# 1 & 1 - Flatrade



## myplex (20. Mai 2004)

Hallo,
ist die 1 & 1 Flatrade (nicht die FairFlat) für 26,99 eine ECHTE Flatrade, mit keinen gesperrten Ports und keine Volumen bzw. Zeitbegrenzung 

Ich denke, dass es so ist. Jemand hat mir aber gesagt, dass dies falsch ist.


----------



## otherside (20. Mai 2004)

Hallo.

Warum machst du eigendlich so sinnlos viele Theards auf Sowas kann man auch in einen Post schreiben(mit deinen anderen Fragen).

Außerdem kann man sich das ganze auch auf der dafür zuständigen Seite angucken!

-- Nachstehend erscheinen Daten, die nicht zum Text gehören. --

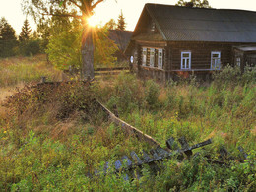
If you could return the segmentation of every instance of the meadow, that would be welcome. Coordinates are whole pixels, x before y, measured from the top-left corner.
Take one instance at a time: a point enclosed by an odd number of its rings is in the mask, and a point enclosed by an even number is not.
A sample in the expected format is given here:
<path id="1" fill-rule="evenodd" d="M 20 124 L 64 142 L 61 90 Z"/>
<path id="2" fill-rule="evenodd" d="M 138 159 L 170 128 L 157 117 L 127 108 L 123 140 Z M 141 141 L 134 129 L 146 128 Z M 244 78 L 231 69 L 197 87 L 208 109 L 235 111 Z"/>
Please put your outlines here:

http://www.dsl.de (1&1 Seite)

Wenn 1&1 schreibt, DSL-Flat mit so und so viel KBits, Volumen etc., warum sollte sich 1&1 strafbar machen und mit dir einen Vertrag über ne DSL-Flat mit 768Kbit/s machen, und dir nur 360Kbit/s bereitstellen?
Wo ist da die Logik?

MFG


----------



## myplex (20. Mai 2004)

Jemand hatte behauptet die 1&1 Flatrade wäre nicht echt (wegen irgendwelchen Kleingedruckten Text) Nun wollte ich mir dies nur NOCHMAL bestätigen lassen.
Ich habe mehrere Threads geschrieben, weil sonst jeder vom Thema abkommt oder es wird nur über ein Thema geredet  !

Trotzdem Danke


----------